This article discusses the difficulties of finding the Return on Investment for hospitals that install Electronic Medical Records Systems. The author does an excellent job of critiquing the common mistakes in justifying the purchase of such systems based upon what he sees as flawed estimates of the ROI. While his points are valid, he misses several very important differences among hospitals in restricting his article to only statistics of costs and saving for “for-profit” hospitals. So his model only works for US hospitals and hospitals where profit is a motive, even though he uses studies from many different hospitals, some in countries where the hospitals are not for profit and do not issue charges to patients. One other major cost he overlooks is the cost of insurance and the cost of potential loss of paper-based records. However, overall, his article contributes value to the field.
At the beginning of the article, the author lists the five main points he covers:
“There are five common pitfalls in using clinical studies to calculate the ROI of electronic medical records (EMRs):
- Imputing value to minutes of time saved when staffing is not reduced
- Imputing or estimating cost savings that can’t be measured
- Ignoring the revenue impact of reduced resource utilization
- Ignoring baseline performance in extrapolating benefits
- Using fixed costs in financial savings analyses.”
The author justifies each of these points well, even pointing out alternatives to these mistakes in order to avoid them. However, these are all based upon the assumption that the hospitals are in business for profit. Point number three, which deals with the lower utilization of billable resources, does not work for not-for-profit hospitals.

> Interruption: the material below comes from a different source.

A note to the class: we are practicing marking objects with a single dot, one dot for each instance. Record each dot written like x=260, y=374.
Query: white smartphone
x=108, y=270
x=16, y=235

The author does not mention the possibility of lower insurance costs for the hospital and its staff, especially as concerns the very costly malpractice insurance for doctors. Just as insurance companies can lower the insurance costs for homes with security systems, because the security system prevents loss, they could be pressured to lower the costs of malpractice insurance if it can be shown that accurate record-keeping lowers the possibility of some kinds of loss in the hospitals.
Recent disasters have shown us the frailty of paper-based records. Many companies and government agencies, including the New Orleans Port Authority, lost important paper-based records in Katrina. These are gone forever. Other companies with digital records had backups on remote servers and on local backup drives. These records survived, and those on remote servers were immediately available within mere minutes of the flooding on New Orleans. The author never mentioned the considerable value of the records themselves, only the value of the time saved by using digital records.
Therefore, I believe this is a valuable article, but it is flawed by not stating that it only applies to “for-profit” hospitals in a system where health care is a profit-making enterprise. It is also limited in its value because it does not include enough scope to be comprehensive in its value.
References
Thompson, Douglas I. and Fleming, Neil S., put year here, Finding the ROI in EMRs.